Marlborough producer Mud House has been acquired by New Zealand Vineyard Estates, a Marlborough-based company that owns vineyards in several regions and two other wine brands. The deal, finalized on Sept. 21, includes the rights to the Mud House brand, current inventory and the production facility. The purchase price was not disclosed.
Mud House currently makes 80,000 cases a year, about two-thirds of which is Sauvignon Blanc, with the balance split among Merlot, Chardonnay, Pinot Noir and Riesling. The Mud House Sauvignon Blanc has shown steady improvement in recent years, scoring 90 points on Wine Spectator's 100-point scale in the 2005 vintage. However, John and Jennifer Joslin, who founded Mud House in 1996, said they lacked the resources to fuel the brand's expansion.

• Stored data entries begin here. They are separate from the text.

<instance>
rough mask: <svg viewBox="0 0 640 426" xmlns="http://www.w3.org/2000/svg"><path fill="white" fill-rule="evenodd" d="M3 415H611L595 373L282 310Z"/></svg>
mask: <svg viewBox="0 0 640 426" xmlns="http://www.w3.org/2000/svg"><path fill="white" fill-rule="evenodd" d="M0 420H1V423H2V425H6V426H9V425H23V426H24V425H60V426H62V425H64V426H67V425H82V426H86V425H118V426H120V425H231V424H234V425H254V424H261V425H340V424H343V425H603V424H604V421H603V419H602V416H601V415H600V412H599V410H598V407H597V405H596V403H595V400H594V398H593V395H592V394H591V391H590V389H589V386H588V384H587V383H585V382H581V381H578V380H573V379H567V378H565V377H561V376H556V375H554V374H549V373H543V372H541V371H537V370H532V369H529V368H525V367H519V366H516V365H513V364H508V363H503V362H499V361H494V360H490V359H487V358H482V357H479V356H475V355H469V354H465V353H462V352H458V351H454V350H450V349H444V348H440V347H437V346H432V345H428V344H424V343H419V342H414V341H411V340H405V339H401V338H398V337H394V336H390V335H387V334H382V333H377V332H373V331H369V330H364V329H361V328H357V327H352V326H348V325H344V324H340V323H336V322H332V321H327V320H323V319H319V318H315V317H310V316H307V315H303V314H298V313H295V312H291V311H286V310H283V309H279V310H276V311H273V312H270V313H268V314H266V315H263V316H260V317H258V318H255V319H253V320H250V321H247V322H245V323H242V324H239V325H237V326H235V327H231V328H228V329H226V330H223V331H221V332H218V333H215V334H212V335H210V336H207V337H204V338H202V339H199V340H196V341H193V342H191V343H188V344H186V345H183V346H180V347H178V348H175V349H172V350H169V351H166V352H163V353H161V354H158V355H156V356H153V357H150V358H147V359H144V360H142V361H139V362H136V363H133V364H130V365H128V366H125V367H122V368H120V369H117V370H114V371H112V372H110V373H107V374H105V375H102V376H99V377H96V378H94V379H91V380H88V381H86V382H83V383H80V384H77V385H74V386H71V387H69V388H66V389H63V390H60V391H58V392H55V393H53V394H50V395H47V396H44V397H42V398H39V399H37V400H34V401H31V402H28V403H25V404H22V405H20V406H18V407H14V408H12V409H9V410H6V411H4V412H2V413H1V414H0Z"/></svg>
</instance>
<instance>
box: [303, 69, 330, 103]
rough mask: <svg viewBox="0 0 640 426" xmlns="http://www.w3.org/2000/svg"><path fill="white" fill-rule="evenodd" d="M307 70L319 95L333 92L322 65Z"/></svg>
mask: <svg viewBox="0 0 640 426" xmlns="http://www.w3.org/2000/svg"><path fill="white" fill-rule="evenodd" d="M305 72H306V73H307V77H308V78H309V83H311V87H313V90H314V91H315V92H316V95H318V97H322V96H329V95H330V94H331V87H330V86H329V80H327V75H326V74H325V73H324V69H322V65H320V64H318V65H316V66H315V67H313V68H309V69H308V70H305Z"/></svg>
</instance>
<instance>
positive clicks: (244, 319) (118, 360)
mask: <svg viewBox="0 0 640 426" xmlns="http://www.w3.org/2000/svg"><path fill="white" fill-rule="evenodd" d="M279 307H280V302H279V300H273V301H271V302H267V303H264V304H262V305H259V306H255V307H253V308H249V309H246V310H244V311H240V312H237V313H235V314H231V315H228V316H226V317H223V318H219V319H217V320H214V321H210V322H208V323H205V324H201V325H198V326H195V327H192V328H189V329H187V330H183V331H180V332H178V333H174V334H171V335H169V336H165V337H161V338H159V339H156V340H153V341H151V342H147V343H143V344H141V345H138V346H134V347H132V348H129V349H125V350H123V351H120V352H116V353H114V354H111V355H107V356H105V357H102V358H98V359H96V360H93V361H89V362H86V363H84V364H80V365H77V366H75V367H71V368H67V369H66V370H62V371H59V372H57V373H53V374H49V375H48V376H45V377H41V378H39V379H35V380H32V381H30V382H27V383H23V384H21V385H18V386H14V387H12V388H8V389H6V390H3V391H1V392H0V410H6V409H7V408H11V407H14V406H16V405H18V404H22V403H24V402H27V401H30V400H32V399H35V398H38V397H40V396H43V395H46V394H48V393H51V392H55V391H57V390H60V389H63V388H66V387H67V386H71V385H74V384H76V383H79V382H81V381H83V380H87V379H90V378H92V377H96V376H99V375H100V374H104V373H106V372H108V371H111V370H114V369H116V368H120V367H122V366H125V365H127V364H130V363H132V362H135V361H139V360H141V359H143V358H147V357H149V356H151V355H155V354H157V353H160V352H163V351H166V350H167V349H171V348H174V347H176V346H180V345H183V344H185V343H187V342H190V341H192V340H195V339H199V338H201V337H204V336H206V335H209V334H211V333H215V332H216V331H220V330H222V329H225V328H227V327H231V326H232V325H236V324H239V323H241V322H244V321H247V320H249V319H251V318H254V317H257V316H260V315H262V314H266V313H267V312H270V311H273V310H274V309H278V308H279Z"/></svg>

"There's just Jennifer and myself, and the company had gone from 300 cases to the 80,000 we'll sell this year. We had orders from around the world for 105,000 cases and we didn't have the capital [to acquire the additional grapes]. Rather than hold the company back, we felt the best way was to sell it," said Joslin, 69.
The facility housing Mud House's tasting room, café and store--popular with tourists since it's located in the heart of Marlborough's wine trail--is separately owned and was not part of the deal. Although the Joslins are holding onto 20 acres of vineyards, they said they plan to sell the land later on. The vast majority of Mud House wines are produced with purchased grapes from 300 acres of Marlborough vineyards owned by 14 different growers. Mud House will continue to buy those grapes, and the new owners anticipate increasing production.
"We expect to produce about 120,000 cases of Mud House in the 2007 vintage," said New Zealand Vineyard Estates director Neil Charles-Jones. "What we're able to do is supplement their grape supply with our own production, which will allow the brand to move ahead quite quickly."
New Zealand Vineyard Estates has 870 acres of vineyards on the South Island: 300 acres in Marlborough planted to Sauvignon Blanc; 400 acres in Waipara mostly planted to Riesling and Pinot Noir; and 170 acres of Pinot Noir in Central Otago. The company has undergone rapid expansion in the last year, merging with Waipara Hills winery and acquiring Canterbury House.